A New Orleans district sales memo described primary care doctors as "easily influenced."
A 2004 memo on AndroGel sales strategies said the sales force was putting extra emphasis on rural areas, since "rural doctors are typically very accessible, give us plenty of time to teach them the right way to diagnose and treat, and they have the patients."
Treating low testosterone is tricky, in part because experts still struggle to determine what a normal testosterone value should be. A blood testosterone value of more than 300 is considered normal, said Neil Goodman, a Miami endocrinologist and chairman of the reproductive medicine committee of the American Association of Clinical Endocrinologists. A value below 150 or 200 is low. But the meaning of levels between 200 and 300 can be ambiguous, and dependent on a man's age as well as any other underlying medical conditions.
Beyond that, there are problems with the testosterone test itself. "If you sent the same sample to three different labs, you might get three different results," Goodman said; federal officials and medical experts are working to standardize testing.
One of Solvay's strategies was to get doctors to rethink the idea that the cutoff between normal and low was 300. Instead, company sales documents discussed what was called "andropause," a condition akin to menopause.
The FDA had addressed the andropause issue before. In 2000, when reviewing the drug's advertisements, the FDA told the AndroGel's maker that "claims and representation that suggest that AndroGel is indicated for men with 'age-associated' hypogonadism or 'andropause' are misleading." The drug, the FDA said, was only approved for men with hypogonadism.
In a 2001 sales memo from the company's Mid-Atlantic region, however, a company official suggested that might be too restrictive, the lawsuit says. If a patient's testosterone had dropped over time - even if it still was in the normal range - then he might need AndroGel, documents show.
"We can help write a new paradigm. One that captures both the andropausal male, as well as the hypogonadal male," a sales document said, according to the lawsuit. Sales reps were told to ask doctors to examine how far a man was "from the top of the normal range, rather than how close he is to the bottom of it."
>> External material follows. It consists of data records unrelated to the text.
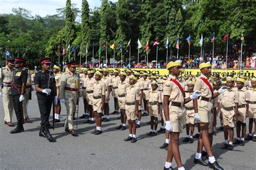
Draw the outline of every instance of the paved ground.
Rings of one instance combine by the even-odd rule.
[[[80,104],[79,116],[83,113],[82,101]],[[112,99],[110,104],[112,112]],[[143,117],[142,127],[137,130],[138,140],[135,144],[123,141],[129,135],[128,130],[121,131],[115,129],[120,124],[120,120],[117,120],[120,114],[111,115],[110,121],[103,123],[103,133],[99,135],[90,133],[95,128],[95,124],[84,124],[84,119],[79,119],[77,130],[79,137],[73,137],[64,131],[66,112],[65,106],[62,104],[62,121],[56,124],[54,131],[50,130],[57,142],[50,143],[45,138],[38,137],[40,117],[34,92],[28,108],[33,123],[24,125],[24,133],[9,133],[13,127],[3,123],[4,112],[2,100],[0,99],[0,169],[163,169],[167,152],[159,147],[164,142],[165,135],[161,134],[149,137],[146,135],[150,130],[149,125],[146,124],[150,120],[149,117]],[[15,115],[13,119],[15,123]],[[184,144],[181,140],[184,137],[185,129],[180,138],[180,154],[184,167],[187,169],[207,169],[193,163],[197,140],[192,144]],[[220,149],[223,141],[223,133],[218,132],[214,137],[213,149],[224,169],[255,169],[256,142],[250,141],[245,146],[237,146],[233,151],[227,152]],[[173,167],[177,168],[174,161]]]

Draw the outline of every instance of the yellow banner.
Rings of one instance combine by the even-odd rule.
[[[77,71],[83,70],[84,68],[77,68]],[[96,69],[98,70],[99,69]],[[111,72],[113,71],[113,70],[117,69],[119,71],[124,71],[127,70],[127,69],[110,69]],[[149,74],[159,74],[159,75],[168,75],[168,70],[166,69],[131,69],[132,71],[136,71],[139,72],[140,73],[146,71]],[[220,77],[226,77],[228,76],[231,76],[234,78],[237,77],[256,77],[256,70],[242,70],[241,71],[241,76],[240,74],[240,70],[227,70],[227,74],[226,75],[226,70],[222,69],[214,69],[212,70],[212,75],[220,75]],[[181,72],[180,73],[181,76],[188,76],[188,75],[200,75],[200,71],[199,69],[181,69]]]

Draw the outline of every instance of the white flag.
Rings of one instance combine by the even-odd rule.
[[[201,36],[201,39],[200,40],[200,42],[199,42],[200,46],[203,46],[203,39],[204,38],[203,38],[203,33],[202,33],[202,35]]]
[[[142,44],[139,41],[139,38],[138,38],[138,48],[140,49],[142,47]]]

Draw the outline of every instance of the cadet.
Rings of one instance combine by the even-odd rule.
[[[146,95],[148,97],[147,105],[149,106],[151,131],[147,133],[147,135],[155,137],[157,135],[156,131],[158,124],[158,114],[160,114],[160,104],[162,101],[161,93],[160,92],[156,91],[158,87],[158,83],[153,80],[151,85],[152,89],[147,92],[148,94],[146,94]]]
[[[220,94],[227,90],[221,87],[217,93],[213,93],[212,82],[208,78],[211,76],[211,64],[203,62],[199,65],[199,69],[201,72],[201,76],[196,81],[194,90],[201,91],[201,96],[198,100],[194,99],[193,107],[194,110],[194,118],[198,121],[200,126],[201,134],[198,140],[198,145],[194,163],[203,166],[208,166],[214,169],[223,169],[215,160],[212,154],[212,148],[209,138],[208,137],[208,125],[211,118],[211,99],[217,97]],[[212,84],[209,82],[212,83]],[[208,164],[201,158],[203,146],[204,146],[209,156]]]
[[[78,134],[73,127],[73,114],[76,110],[80,90],[79,77],[76,73],[75,61],[67,63],[66,65],[69,71],[62,75],[59,98],[60,102],[65,103],[66,109],[65,131],[69,132],[74,137],[78,137]]]
[[[166,119],[165,129],[171,132],[171,144],[168,146],[168,153],[164,169],[172,168],[171,166],[173,157],[179,169],[185,169],[182,166],[179,149],[179,137],[183,130],[184,117],[181,108],[184,107],[184,103],[200,96],[200,92],[196,91],[190,97],[185,98],[184,90],[178,81],[177,78],[180,73],[181,66],[181,61],[175,59],[166,65],[170,75],[164,84],[163,102]]]
[[[234,89],[234,79],[233,77],[227,77],[226,80],[227,86],[228,90],[224,92],[221,96],[222,118],[224,125],[225,143],[221,149],[233,150],[233,139],[234,138],[234,117],[237,115],[238,100],[239,94]],[[228,132],[230,140],[228,141]]]
[[[136,114],[138,114],[139,105],[139,88],[134,86],[138,78],[134,76],[130,76],[130,87],[126,88],[125,97],[125,113],[129,125],[129,136],[125,141],[131,141],[134,143],[136,138]]]
[[[12,67],[14,66],[14,59],[7,59],[7,65],[3,67],[3,73],[0,70],[0,79],[3,83],[3,87],[0,87],[0,97],[3,97],[3,104],[4,110],[4,124],[9,126],[14,126],[11,123],[12,118],[12,110],[14,108],[12,103],[12,96],[11,94],[11,86],[12,82]],[[3,77],[2,77],[3,76]],[[3,88],[3,89],[2,89]]]
[[[118,106],[121,112],[121,125],[116,127],[116,129],[119,129],[121,131],[125,130],[126,127],[125,123],[126,123],[126,114],[125,113],[125,96],[126,95],[126,88],[129,87],[129,84],[126,83],[125,79],[126,78],[126,73],[124,71],[122,71],[119,73],[120,81],[118,81],[117,86]]]
[[[55,78],[53,73],[49,71],[50,59],[43,58],[40,63],[42,70],[36,74],[34,81],[41,117],[39,136],[46,138],[50,142],[55,142],[55,140],[50,133],[48,125],[53,99],[55,104],[57,103]]]
[[[237,87],[239,93],[238,103],[238,112],[235,119],[237,120],[237,139],[233,144],[240,144],[240,146],[245,145],[245,137],[246,133],[246,118],[249,116],[249,98],[250,94],[244,87],[245,80],[241,78],[237,79]],[[241,126],[242,126],[242,134],[240,135]]]
[[[14,63],[15,63],[15,69],[12,77],[11,91],[18,124],[14,130],[10,132],[10,133],[24,132],[22,101],[25,100],[24,94],[26,92],[26,83],[28,78],[28,73],[22,69],[24,59],[21,58],[15,58]]]
[[[105,96],[106,95],[106,85],[103,81],[100,81],[103,74],[99,71],[95,73],[95,80],[93,88],[93,98],[92,99],[92,106],[95,122],[96,123],[96,129],[92,132],[95,135],[102,133],[102,113],[105,104]]]

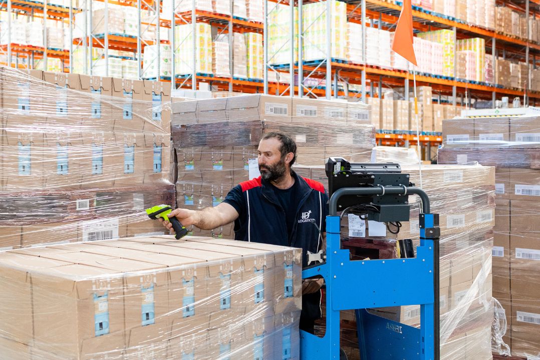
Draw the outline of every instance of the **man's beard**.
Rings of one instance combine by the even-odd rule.
[[[262,169],[265,171],[262,171]],[[259,172],[261,177],[266,181],[275,181],[279,180],[285,175],[287,167],[285,166],[285,159],[281,159],[273,165],[259,165]]]

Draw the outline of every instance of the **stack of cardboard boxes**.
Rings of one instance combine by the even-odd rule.
[[[509,324],[512,356],[540,351],[539,294],[534,284],[540,228],[540,118],[534,116],[445,120],[440,163],[478,161],[496,167],[496,217],[493,250],[494,296]]]
[[[0,303],[10,310],[0,351],[17,360],[299,358],[301,250],[223,241],[2,253]]]
[[[9,68],[0,78],[0,247],[163,234],[142,212],[174,201],[165,83]],[[123,214],[132,210],[141,215]]]
[[[330,156],[369,162],[374,129],[369,107],[266,95],[173,103],[173,142],[180,208],[215,206],[239,183],[257,177],[257,148],[265,134],[288,134],[298,146],[296,165],[323,165]],[[232,225],[196,235],[234,236]]]

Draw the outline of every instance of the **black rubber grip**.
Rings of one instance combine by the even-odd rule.
[[[182,224],[180,223],[180,221],[176,218],[169,218],[169,221],[171,222],[171,225],[172,225],[172,228],[174,229],[174,237],[176,240],[178,240],[184,237],[187,234],[187,229],[184,227]]]

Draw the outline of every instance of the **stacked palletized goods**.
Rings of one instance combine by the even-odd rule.
[[[347,4],[336,0],[328,1],[330,2],[329,13],[326,11],[326,1],[307,4],[303,6],[304,60],[326,58],[327,16],[330,17],[332,24],[330,57],[347,59]],[[388,56],[390,56],[389,52]]]
[[[540,119],[535,116],[446,120],[438,161],[496,167],[494,296],[509,324],[511,355],[540,351]]]
[[[268,4],[268,62],[270,64],[289,64],[291,63],[291,7],[282,4]],[[304,8],[304,13],[307,13]],[[298,10],[294,8],[294,52],[298,58]],[[325,47],[326,49],[326,47]],[[304,58],[306,59],[306,55]]]
[[[484,72],[485,63],[485,40],[481,38],[473,38],[458,40],[456,42],[456,49],[458,51],[470,51],[474,52],[475,63],[474,78],[471,79],[477,81],[485,81]],[[472,62],[471,62],[472,65]]]
[[[163,234],[142,212],[174,199],[170,85],[0,70],[0,247]]]
[[[442,73],[441,74],[444,76],[454,76],[455,32],[452,30],[441,30],[421,32],[417,34],[417,36],[442,44]]]
[[[303,166],[340,155],[369,162],[375,141],[368,107],[360,103],[258,94],[181,101],[172,107],[179,207],[215,206],[233,187],[257,177],[257,146],[268,132],[291,135],[298,146],[296,164]],[[339,134],[336,128],[342,129]],[[234,235],[232,225],[192,231]]]
[[[195,236],[4,252],[0,352],[21,360],[299,358],[301,262],[300,249]]]
[[[195,27],[195,34],[193,34],[193,26],[189,24],[174,28],[174,42],[178,44],[178,47],[174,49],[175,75],[191,74],[194,72],[194,72],[212,73],[212,26],[205,23],[197,23]]]

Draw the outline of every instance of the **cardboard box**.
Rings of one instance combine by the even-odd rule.
[[[496,147],[510,141],[510,121],[508,118],[477,118],[474,119],[474,140],[476,147]]]
[[[43,110],[49,117],[48,124],[53,126],[62,124],[80,126],[83,117],[80,116],[82,109],[79,100],[87,96],[78,91],[80,84],[79,75],[44,71],[43,80],[52,85],[40,86],[47,92],[44,93]],[[79,131],[77,128],[73,130]]]
[[[78,239],[77,223],[67,221],[23,225],[21,241],[23,247],[48,243],[75,241]]]
[[[168,134],[144,134],[143,167],[145,185],[168,182],[171,171],[170,139]]]
[[[510,134],[519,147],[540,147],[540,117],[510,118]]]
[[[83,152],[83,137],[79,132],[43,134],[44,186],[50,189],[80,187],[82,165],[86,154]]]
[[[91,95],[81,97],[79,106],[88,117],[84,125],[94,131],[113,131],[114,120],[111,113],[111,98],[112,95],[111,78],[89,75],[79,76],[79,89]],[[83,116],[83,113],[79,113]]]
[[[31,344],[33,330],[30,273],[69,263],[10,252],[0,253],[0,282],[5,295],[0,298],[0,305],[2,309],[11,309],[4,312],[0,331],[4,337]]]
[[[510,246],[512,271],[537,273],[540,277],[540,234],[512,232]]]
[[[115,133],[114,187],[133,186],[144,181],[144,135]],[[152,157],[153,153],[152,153]]]
[[[122,132],[141,131],[151,111],[151,103],[143,107],[143,81],[139,80],[113,78],[111,116],[114,120],[114,131]],[[134,106],[134,104],[136,105]],[[134,113],[134,110],[135,112]],[[142,112],[142,113],[141,113]]]
[[[512,185],[509,198],[512,200],[540,200],[540,170],[510,169],[510,181]]]
[[[2,141],[2,187],[11,191],[39,189],[44,186],[43,134],[6,129]]]
[[[540,223],[531,221],[538,214],[540,214],[540,202],[511,200],[511,233],[540,233]]]
[[[0,249],[9,250],[21,247],[21,226],[0,226]]]
[[[473,147],[473,120],[457,118],[443,120],[442,136],[444,146],[449,148]]]
[[[173,103],[171,105],[171,121],[173,126],[187,125],[197,123],[197,100]]]
[[[231,97],[227,99],[227,118],[230,121],[291,122],[291,98],[253,94]]]
[[[36,347],[74,357],[93,352],[87,352],[87,342],[97,342],[104,351],[123,349],[123,284],[111,274],[79,264],[32,274]]]
[[[124,149],[117,146],[114,133],[96,132],[83,138],[84,154],[79,165],[83,189],[112,187],[117,171],[124,164]],[[118,162],[117,161],[119,161]]]

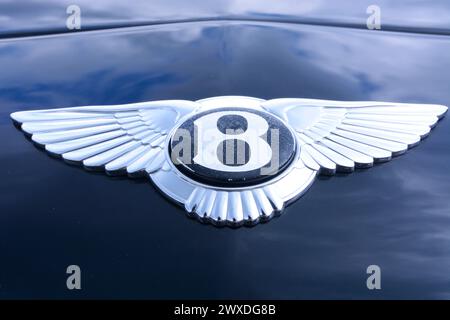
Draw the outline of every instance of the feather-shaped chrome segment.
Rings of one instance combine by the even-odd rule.
[[[426,137],[446,106],[390,102],[273,99],[262,106],[290,124],[301,159],[323,174],[388,161]]]
[[[242,191],[196,187],[184,207],[197,218],[216,225],[255,224],[284,208],[285,201],[271,186]]]
[[[285,143],[291,156],[283,170],[270,179],[239,186],[226,185],[228,173],[222,185],[178,170],[167,150],[169,145],[173,148],[175,128],[216,109],[236,107],[266,116],[269,111],[284,120],[270,115],[291,137],[291,143]],[[318,173],[349,173],[405,153],[427,137],[446,112],[445,106],[426,104],[214,97],[21,111],[11,117],[34,142],[68,162],[112,175],[148,176],[189,216],[240,226],[284,210],[306,192]]]
[[[199,105],[184,100],[21,111],[11,117],[63,159],[107,172],[155,172],[167,132]],[[155,161],[151,161],[151,160]]]

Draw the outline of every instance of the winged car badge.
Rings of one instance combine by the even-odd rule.
[[[268,220],[318,174],[352,172],[417,145],[447,107],[225,96],[11,114],[49,153],[107,174],[148,176],[190,216]]]

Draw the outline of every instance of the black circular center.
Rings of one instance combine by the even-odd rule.
[[[198,113],[173,133],[176,168],[212,186],[243,187],[273,179],[294,159],[295,138],[268,112],[220,108]]]
[[[243,116],[230,114],[221,116],[217,120],[217,128],[222,133],[232,133],[233,131],[247,131],[247,119]]]

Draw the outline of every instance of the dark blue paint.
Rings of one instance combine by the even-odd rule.
[[[449,298],[448,119],[405,156],[320,179],[237,230],[187,219],[147,181],[53,159],[9,120],[229,94],[449,105],[448,52],[445,36],[237,22],[0,42],[0,297]],[[80,292],[65,288],[70,264]],[[366,289],[370,264],[381,291]]]

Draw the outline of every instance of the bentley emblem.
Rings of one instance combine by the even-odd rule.
[[[11,117],[67,162],[148,176],[190,216],[240,226],[280,213],[318,174],[369,168],[405,153],[446,111],[431,104],[225,96]]]

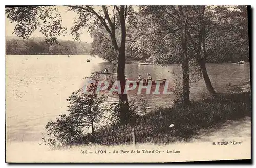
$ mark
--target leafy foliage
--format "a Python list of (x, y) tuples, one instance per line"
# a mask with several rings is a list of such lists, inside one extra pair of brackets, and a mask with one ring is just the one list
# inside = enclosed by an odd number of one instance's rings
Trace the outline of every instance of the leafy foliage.
[(45, 39), (7, 39), (7, 54), (89, 54), (90, 45), (87, 43), (59, 40), (59, 44), (49, 45)]

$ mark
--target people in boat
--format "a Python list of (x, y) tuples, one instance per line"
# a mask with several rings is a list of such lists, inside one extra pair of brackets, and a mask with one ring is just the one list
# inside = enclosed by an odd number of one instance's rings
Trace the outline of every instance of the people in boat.
[(137, 81), (140, 82), (141, 80), (142, 80), (142, 78), (141, 77), (141, 75), (139, 74), (138, 75), (138, 78), (137, 78)]
[(126, 75), (124, 75), (124, 78), (125, 79), (125, 82), (128, 80), (128, 78), (126, 77)]
[(146, 78), (146, 80), (152, 80), (152, 77), (151, 77), (150, 74), (149, 73), (147, 73), (147, 77)]

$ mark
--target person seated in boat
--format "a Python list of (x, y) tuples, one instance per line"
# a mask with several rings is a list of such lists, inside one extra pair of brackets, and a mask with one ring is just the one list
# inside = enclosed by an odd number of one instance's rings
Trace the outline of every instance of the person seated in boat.
[(152, 77), (151, 77), (150, 74), (149, 73), (147, 73), (147, 77), (146, 78), (146, 80), (152, 80)]
[(140, 82), (141, 80), (142, 80), (142, 78), (141, 77), (141, 75), (138, 75), (138, 78), (137, 78), (137, 82)]
[(125, 82), (128, 80), (128, 78), (126, 77), (126, 75), (124, 75), (124, 78), (125, 79)]

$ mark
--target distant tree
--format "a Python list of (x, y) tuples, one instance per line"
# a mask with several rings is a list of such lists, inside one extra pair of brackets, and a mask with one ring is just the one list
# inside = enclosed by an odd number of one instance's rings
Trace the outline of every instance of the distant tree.
[[(128, 97), (124, 94), (125, 87), (125, 63), (126, 44), (126, 22), (133, 11), (130, 6), (113, 6), (101, 7), (89, 5), (67, 6), (68, 10), (74, 11), (78, 15), (71, 29), (71, 34), (78, 40), (82, 29), (88, 28), (90, 31), (98, 27), (105, 29), (111, 42), (118, 55), (117, 79), (120, 82), (122, 94), (119, 95), (121, 103), (120, 120), (123, 123), (129, 121)], [(55, 44), (57, 38), (66, 33), (67, 29), (61, 24), (62, 18), (58, 8), (52, 6), (28, 6), (7, 8), (7, 18), (11, 22), (16, 23), (14, 33), (23, 37), (28, 37), (38, 27), (46, 36), (47, 42)], [(42, 24), (41, 23), (42, 22)], [(120, 44), (117, 43), (116, 36), (116, 25), (120, 25), (121, 29)]]

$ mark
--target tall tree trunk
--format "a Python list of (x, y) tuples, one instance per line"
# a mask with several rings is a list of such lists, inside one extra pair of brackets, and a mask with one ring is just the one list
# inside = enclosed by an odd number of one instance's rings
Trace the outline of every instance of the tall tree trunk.
[(125, 18), (124, 6), (120, 8), (120, 23), (121, 25), (121, 39), (118, 55), (118, 65), (117, 67), (117, 80), (120, 81), (121, 94), (119, 95), (120, 103), (120, 122), (122, 123), (127, 123), (130, 121), (130, 114), (128, 106), (128, 96), (124, 94), (125, 88), (125, 42), (126, 42), (126, 27)]
[(187, 49), (187, 17), (184, 18), (182, 7), (179, 6), (181, 16), (181, 46), (183, 50), (182, 58), (182, 102), (184, 105), (187, 105), (190, 103), (189, 100), (189, 69), (188, 68), (188, 59)]
[(201, 61), (199, 63), (199, 65), (200, 66), (201, 71), (202, 71), (202, 73), (203, 74), (203, 77), (204, 80), (204, 82), (205, 82), (205, 85), (206, 85), (206, 88), (210, 93), (210, 95), (215, 97), (216, 95), (216, 92), (214, 90), (214, 87), (211, 85), (211, 82), (210, 81), (210, 79), (209, 78), (209, 76), (208, 75), (207, 71), (206, 70), (206, 67), (205, 66), (206, 59), (206, 49), (205, 48), (205, 27), (203, 27), (203, 48), (204, 52), (204, 56), (201, 59)]

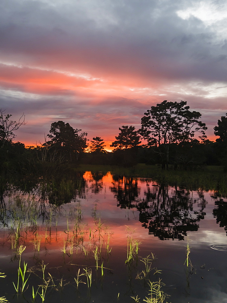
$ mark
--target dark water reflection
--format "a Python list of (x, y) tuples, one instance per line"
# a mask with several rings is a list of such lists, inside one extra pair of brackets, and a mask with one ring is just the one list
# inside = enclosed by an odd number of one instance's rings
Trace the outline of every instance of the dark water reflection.
[[(150, 278), (160, 278), (166, 284), (164, 290), (171, 296), (167, 302), (226, 302), (227, 218), (225, 197), (151, 179), (84, 172), (54, 180), (6, 183), (0, 190), (0, 272), (7, 277), (2, 279), (6, 290), (0, 297), (5, 295), (11, 302), (32, 301), (31, 286), (24, 300), (11, 295), (18, 265), (15, 252), (23, 245), (28, 266), (38, 267), (43, 260), (56, 285), (65, 281), (60, 292), (56, 286), (50, 288), (46, 301), (50, 303), (132, 303), (131, 296), (136, 295), (141, 303), (148, 285), (136, 278), (143, 270), (141, 258), (151, 253), (157, 258), (154, 266), (162, 271)], [(136, 257), (125, 264), (129, 238), (140, 244)], [(174, 241), (160, 241), (170, 239)], [(34, 243), (39, 241), (38, 251)], [(188, 241), (192, 265), (188, 268), (184, 265)], [(93, 270), (89, 293), (83, 284), (78, 291), (75, 285), (78, 268), (85, 266)], [(40, 284), (34, 276), (30, 286)]]

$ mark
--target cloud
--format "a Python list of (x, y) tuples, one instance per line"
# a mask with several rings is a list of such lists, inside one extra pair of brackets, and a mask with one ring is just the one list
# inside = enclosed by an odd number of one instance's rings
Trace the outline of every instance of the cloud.
[(224, 1), (0, 5), (0, 105), (26, 114), (18, 139), (33, 140), (33, 133), (39, 139), (59, 117), (90, 137), (112, 141), (119, 127), (139, 125), (165, 99), (187, 101), (204, 113), (211, 135), (225, 110)]

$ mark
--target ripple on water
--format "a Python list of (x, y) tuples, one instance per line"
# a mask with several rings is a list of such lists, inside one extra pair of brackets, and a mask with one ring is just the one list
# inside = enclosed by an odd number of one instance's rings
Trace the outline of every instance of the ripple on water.
[(219, 250), (221, 251), (227, 251), (227, 245), (223, 244), (215, 244), (212, 245), (210, 247), (213, 249)]

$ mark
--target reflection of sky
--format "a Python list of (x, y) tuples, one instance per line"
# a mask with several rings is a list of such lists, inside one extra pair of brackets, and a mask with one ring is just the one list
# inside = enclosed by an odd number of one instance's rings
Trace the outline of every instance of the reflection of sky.
[[(155, 266), (163, 271), (161, 277), (163, 281), (167, 285), (166, 291), (172, 296), (171, 301), (170, 301), (176, 303), (188, 303), (189, 301), (195, 303), (213, 303), (218, 301), (222, 303), (225, 301), (226, 294), (225, 285), (227, 274), (225, 268), (223, 266), (223, 260), (226, 258), (226, 251), (212, 249), (211, 246), (219, 245), (223, 245), (223, 247), (225, 245), (226, 247), (226, 236), (224, 228), (220, 228), (219, 224), (216, 223), (216, 219), (212, 215), (214, 200), (210, 197), (211, 193), (204, 193), (203, 196), (201, 198), (206, 200), (207, 203), (203, 210), (206, 213), (204, 219), (197, 222), (199, 225), (198, 230), (187, 232), (190, 239), (189, 243), (191, 248), (190, 257), (195, 269), (194, 273), (190, 277), (190, 289), (187, 290), (190, 293), (190, 297), (189, 298), (183, 294), (185, 289), (187, 288), (184, 272), (185, 266), (183, 265), (186, 258), (186, 237), (185, 241), (179, 241), (176, 239), (174, 241), (161, 241), (157, 237), (148, 234), (148, 229), (142, 227), (139, 221), (139, 212), (135, 207), (129, 209), (121, 208), (117, 206), (118, 202), (114, 193), (110, 190), (113, 182), (110, 174), (108, 174), (96, 181), (92, 179), (92, 176), (89, 173), (86, 173), (84, 177), (86, 181), (87, 187), (86, 197), (79, 198), (78, 196), (76, 196), (74, 199), (71, 200), (71, 203), (61, 205), (59, 208), (61, 215), (57, 218), (57, 226), (56, 220), (53, 216), (51, 228), (49, 226), (46, 232), (44, 225), (42, 231), (40, 230), (38, 237), (41, 239), (41, 248), (39, 254), (37, 253), (37, 257), (39, 256), (45, 263), (49, 263), (50, 267), (62, 265), (63, 255), (61, 251), (64, 245), (63, 239), (66, 241), (69, 235), (70, 237), (75, 223), (73, 218), (75, 216), (72, 215), (70, 217), (71, 218), (68, 220), (68, 231), (66, 217), (69, 218), (78, 208), (80, 209), (82, 216), (80, 232), (82, 232), (83, 231), (84, 232), (83, 244), (88, 248), (89, 254), (92, 255), (93, 254), (92, 250), (95, 245), (95, 242), (89, 239), (89, 228), (91, 228), (92, 234), (94, 235), (95, 238), (97, 237), (97, 225), (99, 218), (100, 222), (103, 223), (102, 234), (103, 237), (103, 247), (106, 245), (105, 232), (112, 234), (110, 243), (110, 247), (112, 248), (106, 266), (114, 268), (114, 277), (117, 277), (113, 278), (118, 279), (118, 275), (121, 275), (121, 283), (116, 282), (118, 285), (115, 285), (113, 289), (115, 289), (115, 287), (116, 289), (119, 288), (119, 291), (123, 291), (121, 288), (123, 287), (121, 284), (123, 285), (124, 283), (124, 279), (127, 279), (125, 276), (127, 267), (125, 268), (124, 266), (126, 266), (124, 263), (127, 256), (127, 237), (129, 235), (141, 242), (139, 246), (139, 256), (145, 257), (150, 254), (152, 252), (157, 257)], [(148, 186), (151, 188), (153, 185), (156, 185), (153, 187), (157, 188), (157, 183), (152, 180), (144, 179), (141, 180), (139, 178), (138, 181), (138, 187), (140, 190), (138, 192), (140, 194), (136, 197), (135, 205), (138, 201), (145, 198), (144, 192)], [(92, 185), (96, 182), (102, 183), (102, 188), (100, 188), (100, 191), (97, 193), (92, 192), (94, 187)], [(169, 188), (170, 197), (174, 195), (175, 190), (175, 188)], [(200, 198), (196, 191), (191, 192), (190, 196), (191, 198), (193, 197), (194, 199), (193, 209), (190, 211), (193, 216), (194, 215), (194, 211), (199, 210)], [(13, 199), (13, 196), (10, 198)], [(0, 268), (5, 272), (8, 270), (6, 266), (9, 266), (11, 256), (11, 251), (9, 250), (10, 244), (7, 243), (7, 228), (5, 228), (4, 235), (3, 229), (1, 233), (1, 244), (2, 244), (4, 241), (5, 244), (0, 248)], [(31, 242), (34, 238), (34, 234), (31, 231), (30, 233), (21, 233), (21, 235), (23, 236), (23, 241), (21, 244), (26, 245), (23, 257), (28, 260), (31, 266), (35, 259), (34, 258), (34, 245)], [(96, 239), (96, 243), (99, 243), (97, 238)], [(106, 256), (104, 253), (103, 257), (105, 262)], [(65, 258), (65, 262), (66, 263), (69, 262), (73, 264), (84, 264), (85, 262), (90, 265), (93, 264), (92, 258), (85, 259), (83, 251), (79, 249), (77, 254), (74, 249), (71, 257), (66, 255)], [(139, 268), (141, 267), (140, 264), (139, 262)], [(204, 265), (204, 268), (203, 266)], [(65, 272), (65, 269), (60, 270), (62, 270), (62, 272)], [(138, 290), (139, 294), (140, 291)], [(219, 301), (217, 301), (217, 299)], [(120, 301), (128, 302), (127, 300), (125, 299), (126, 301)]]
Beyond the message itself, Solvay used a range of tactics to connect with and convince doctors to prescribe the three drugs in the lawsuit.
According to court records, Solvay paid doctors between $150 and $1,000 for "preceptorships," which allowed drug sales representatives to shadow them for a day; held "Lunch-N-Learn" programs, where sales representatives brought food into physicians' offices and would proceed to give them pitches for their drugs; and held "Dine-N-Dash" programs that allowed doctors to pick up a fancy dinner as long as they listened to a short pitch.
In a memo to people on his sales team, King - the former sales rep involved in the lawsuit - laid out the rationale for such "peer influence programs."
"Here is the bottom line with these programs: THEY WORK. They have worked in a big way in the Houston district and the recent feedback from Raleigh is extremely positive. Think about it ... the doctor is away from the office, not stressed, and he is getting to do something nice for himself and his family."
If successful, King and another plaintiff could get a cut of any drug-company payout.
In a recent court reply, attorneys representing the drugmaker scoffed at the allegations of a "decade-plus, multi-drug, nationwide scheme of False Claims Act violations. ... Despite page after page of narrative about these purported 'schemes,' (the lawsuit) offers no particularized allegation of false claims that (Solvay) 'caused' anyone to submit by improperly promoting a drug off-label, paying a kickback, or 'manipulating' a diagnosis code."